Forensic DNA relies on autosomal short tandem repeats, or microsatellites, not a relative handful of tested SNPs that are spaced out across the 3.2 billion base pair genome. This is essentially the same type of process that's used to test STRs on the Y chromosome...and one reason it's confusing to some why our autosomal tests cost $49 but a low-level, entry-point Y-STR test costs over $100. STR testing doesn't fragment the DNA with restriction enzymes and use a once-and-done application of the precipitated DNA solution on a microarray chip. A more manually intensive and expensive process is used (traditional Sanger sequencing or similar) to multiply the DNA and then examine, with multiple passes, specific stretches or segments of the chromosomes to accurately count the number of times a nucleotide sequence repeats across pre-identified, contiguous loci.
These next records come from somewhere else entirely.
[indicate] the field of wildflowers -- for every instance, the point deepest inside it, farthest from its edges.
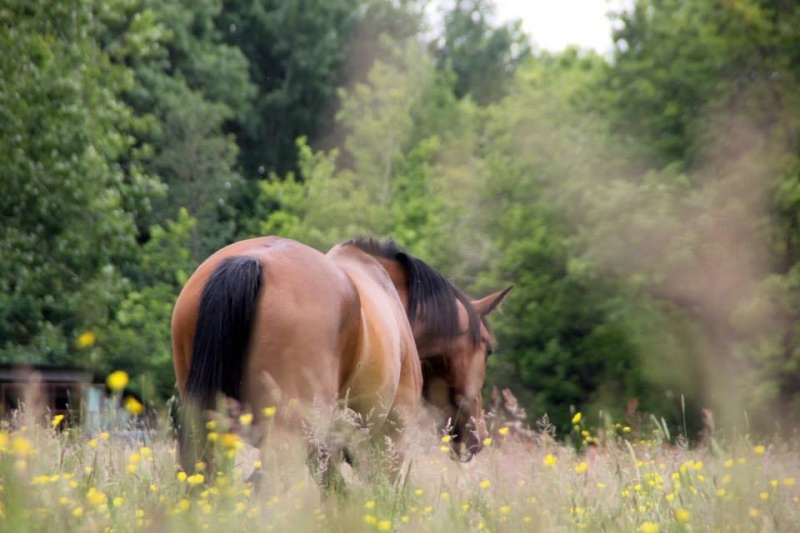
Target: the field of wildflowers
(54, 477)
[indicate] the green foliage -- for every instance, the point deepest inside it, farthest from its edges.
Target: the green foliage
(482, 56)
(137, 335)
(71, 180)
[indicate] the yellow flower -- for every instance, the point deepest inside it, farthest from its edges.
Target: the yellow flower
(21, 446)
(133, 406)
(117, 380)
(95, 497)
(86, 339)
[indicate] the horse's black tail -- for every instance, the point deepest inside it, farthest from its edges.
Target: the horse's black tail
(224, 322)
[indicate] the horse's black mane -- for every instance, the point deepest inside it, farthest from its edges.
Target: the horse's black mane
(431, 296)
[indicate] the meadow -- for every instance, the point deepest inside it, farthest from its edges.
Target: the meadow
(608, 477)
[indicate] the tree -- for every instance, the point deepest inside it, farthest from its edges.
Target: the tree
(72, 181)
(482, 56)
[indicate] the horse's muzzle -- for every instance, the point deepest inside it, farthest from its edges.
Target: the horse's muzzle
(467, 434)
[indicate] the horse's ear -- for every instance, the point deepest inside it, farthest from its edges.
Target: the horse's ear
(487, 304)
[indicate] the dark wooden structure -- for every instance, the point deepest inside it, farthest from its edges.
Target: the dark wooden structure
(55, 389)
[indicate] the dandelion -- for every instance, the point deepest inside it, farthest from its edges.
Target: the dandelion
(20, 446)
(117, 380)
(133, 406)
(86, 339)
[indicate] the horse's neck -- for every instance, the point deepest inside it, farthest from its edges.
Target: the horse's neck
(398, 276)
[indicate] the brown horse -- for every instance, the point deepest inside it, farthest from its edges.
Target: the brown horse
(270, 317)
(452, 337)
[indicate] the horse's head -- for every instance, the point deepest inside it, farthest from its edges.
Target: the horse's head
(452, 337)
(454, 368)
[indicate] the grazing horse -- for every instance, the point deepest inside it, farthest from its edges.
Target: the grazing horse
(452, 337)
(272, 318)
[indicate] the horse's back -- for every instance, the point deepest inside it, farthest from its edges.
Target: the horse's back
(306, 312)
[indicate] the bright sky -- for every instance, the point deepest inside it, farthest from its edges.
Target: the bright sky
(555, 24)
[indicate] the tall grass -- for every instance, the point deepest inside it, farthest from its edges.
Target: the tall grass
(57, 478)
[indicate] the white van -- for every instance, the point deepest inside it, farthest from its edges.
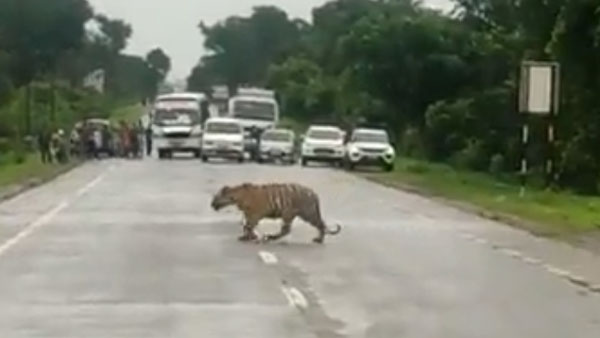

To sum up, I could give you my raw data results from my Ancestry or FTDNA or 23andMe tests--or all three--and it wouldn't be possible to reconstruct CODIS/NDIS-type forensic STR evidence that would be admissible as an evidentiary exhibit in a court of law. That's not what CeCe and other "forensic genealogists" do. They don't point to an individual and say, "Here's the evidence. Book 'em, Danno." (A throwback reference to the original Hawaii 5-0 TV series; raise your hand if you got it.)
"Forensic genealogists" do basically the exact same thing as one of our Adoption Angels: they look at possible DNA cousinships and online family trees and deduce the potential branch(es) where the unidentified person might fit based as much--or typically more--on the genealogy and possible geographic locations and broad birth/death/age ranges as the DNA. CeCe merely provides licensed law enforcement officers with a narrowing of the prospect list. A very bad analogy, but: it's like going from "we know there was a getaway car" to "we believe the getaway car was a late model, gray or silver Toyota Camry with Arizona license plates and damage to the driver-side quarter-panel."
CeCe provides a lead pertaining to a cold-case. It's law enforcement that takes that lead, chases it down and investigates it, builds the criminal case, and makes the arrest. Part of that activity will be to obtain a new forensic DNA sample from the suspect...because even if he took an Ancestry DNA test himself and a subpoena gets that raw data from Ancestry, it can't be used as forensic evidence in a criminal case.
I have fingers crossed on both hands that, as John expressed in his answer, the TV series goes a long way to show that nobody has ever been convicted of a crime with info someone uploaded to GEDmatch. Can't be used as forensic evidence. All GEDmatch--and folks like CeCe--can do is be like the tech guy who can use streetlight camera data and some innate smarts to determine the "getaway car" was probably "a silver Toyota Camry with Arizona plates and some fender damage."